The Empyrean Odyssey of Metal and Seas
A rough understanding of Jung was that he believed our mythological stories were archetypical in nature—that is, there was a universal, stick-figure like pattern to all psychological behavior that were imbedded in all of our folklore, myths, legends, traditions, etc. He dedicated his life to this idea, attempting to decode ancient stories and update them into contemporary psychological theory. At some point, he started dabbling in the seven stages of alchemical transmutation, which I decided to physically represent in my art. Alchemy was the predecessor to modern chemistry, and depending on the source material, the goal of the alchemist was either to turn lead to gold or to obtain the philosopher’s stone—an element that could transmute inert matter into living things, or grant immortality to its possessor. Jung believed that this was a largely metaphorical quest for the betterment of the human psyche, and he ended up mapping out what alchemist described as the steps to achieve that transformation.
The Empyrean Odyssey of Metal and Seas is an interactive map to guide us towards enlightenment, or rather the goals we set for our inner-self. What you’re looking at, these seven sculptures, is an abstract representation of a description of that path. In my line of work, the thing I consistently encounter is that people want to change, but they don’t know how to do it. Changing is difficult. Maybe you’re changing a habit. A pattern of behavior.
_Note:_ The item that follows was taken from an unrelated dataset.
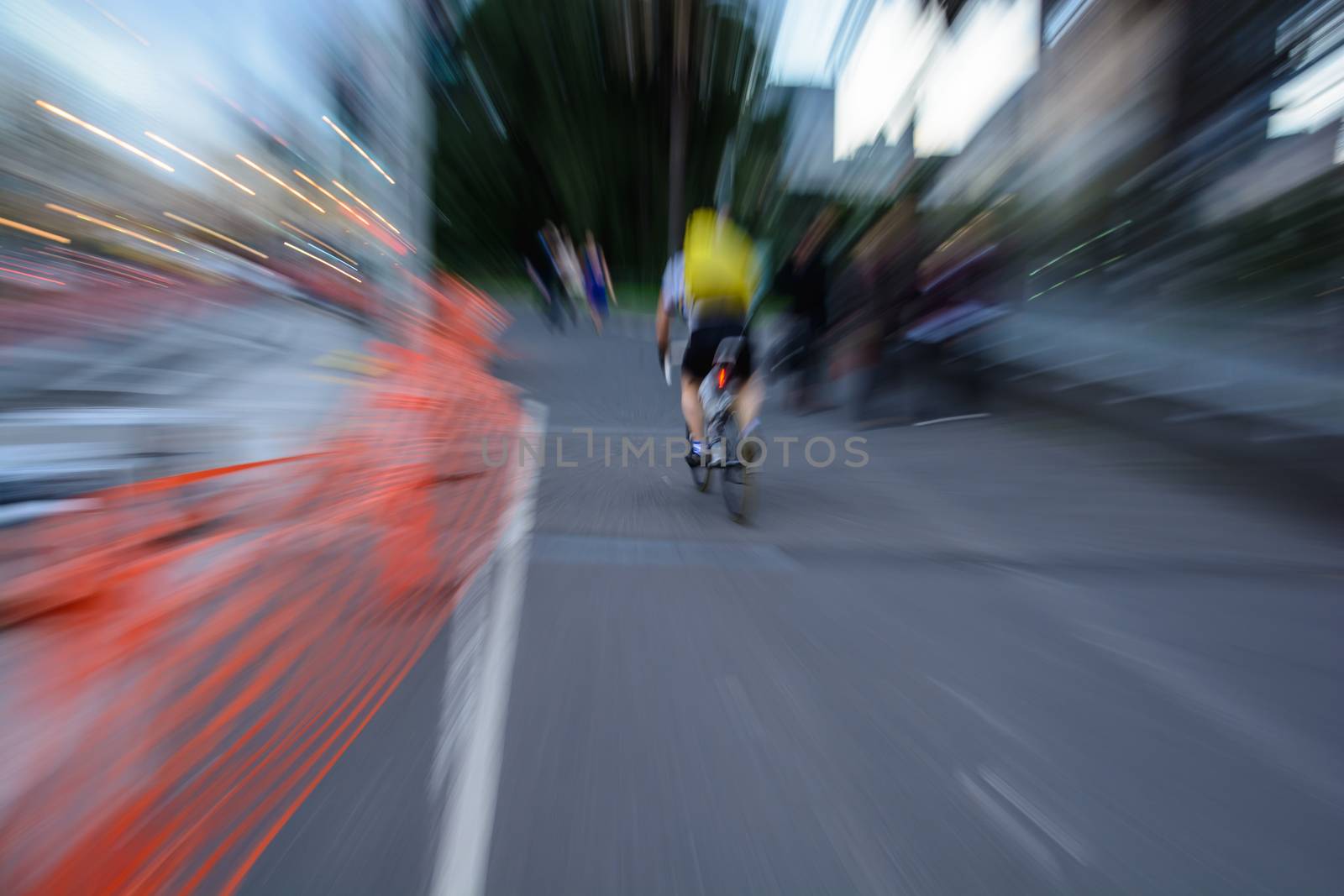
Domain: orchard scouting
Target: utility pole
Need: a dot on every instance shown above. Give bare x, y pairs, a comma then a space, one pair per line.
678, 136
Your identity. Your persona. Your career. Your circumstances. Your nature. In any event, changing what you were into what you want to become is a difficult endeavor. This is a path; it’s not an easy one, but it’s there. It’s always been there. It’s available to literally anyone, we just have a difficult time remembering it’s there because now it’s cloaked and lost in the fog of changing languages, fragmented history, and mysticism—which seems to eventually cloak most old, misunderstood things.